For Latin’s elementum could also refer to that building block of reading and writing: a “letter,” as in a letter of the alphabet. English features the metaphor, too. We don’t just learn our ABCs in elementary school. We also learn the ABCs of computer programming or basketball, say.
Scholars are also certain that Latin’s elementum is actually a translation of the Greek στοιχεῖον (stokheion), a word with equally many meanings.
For this word, I consulted Liddell and Scott’s Greek dictionary, and they gloss it as “one of row,” referring to, in the singular, “the shadow of the gnomon (of a sundial)” as well as “a letter.” In the plural, the word referred to the classical “elements” (a usage to attributed Plato) as well “rudiments” in the more general sense. At root is στοῖχος (stoikhos), a “row” or “rank,” source of English’s stoichiometry, speaking of chemistry.

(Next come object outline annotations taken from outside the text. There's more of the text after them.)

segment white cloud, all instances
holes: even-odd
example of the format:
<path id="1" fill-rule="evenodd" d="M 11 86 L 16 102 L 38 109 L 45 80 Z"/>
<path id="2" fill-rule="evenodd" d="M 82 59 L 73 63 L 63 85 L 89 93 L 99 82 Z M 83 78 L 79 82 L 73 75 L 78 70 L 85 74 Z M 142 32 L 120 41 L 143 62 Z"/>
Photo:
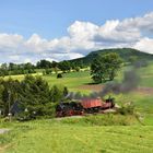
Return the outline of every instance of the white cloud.
<path id="1" fill-rule="evenodd" d="M 133 47 L 153 54 L 153 12 L 122 21 L 106 21 L 103 25 L 75 21 L 67 31 L 68 36 L 50 40 L 38 34 L 28 39 L 17 34 L 0 34 L 0 62 L 59 61 L 113 47 Z"/>
<path id="2" fill-rule="evenodd" d="M 140 42 L 136 43 L 133 48 L 153 54 L 153 39 L 144 37 Z"/>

But why the form elementum for that Greek stokheion? Carefully sound out the first three syllables of the word. Does it sound like letters l, m, and n? Was elementum a way of referring to the Roman alphabet via its second half, viz. alphabet (from Greek, referring to its first two letters, alpha and beta) or abecedarium (from post-classical Latin, joining a later Roman alphabet’s first three)?
But, then again, why the second half? Seems a bit fanciful, no?
Well, esteemed etymologist Anatoly Liberman thinks there may just be something to this, including the fancy. Through a series of sound changes beyond our element here, Liberman makes the case that elementum is an alteration of alimenta, “food” or “sustenance,” with each letter in the alphabetic sequence “nourishing” the next. (For alimenta, think English’s alimentary). The resulting elementum additionally punned on l, m, and n. And all as a sort of act of fancy on the part of some scholar. As Liberman puts it:
To put it differently, elementum was not derived from an identifiable root with the help of a suffix but coined whole to gloss Greek stoikheon…Some grammarian must have taken alimenta ~ *olimenta and changed it into elementa (the singular elementum postdates the plural).
This means Latin was first using elementa to refer to “letters,” later figuring other “rudiments” or “first principles” with the term and then back-forming the singular, elementum.
Further efforts have attempted to link elementum to Semitic roots, including the ancient Canaanite alphabet, but these theories are certainly not easy as ABC.
Whether or not element ultimately imitates the recitation of any letters is up for debate, but one thing is for sure: its Latin and Greek references to the ABCs proves element is pretty elementary, in a manner of speaking, after all.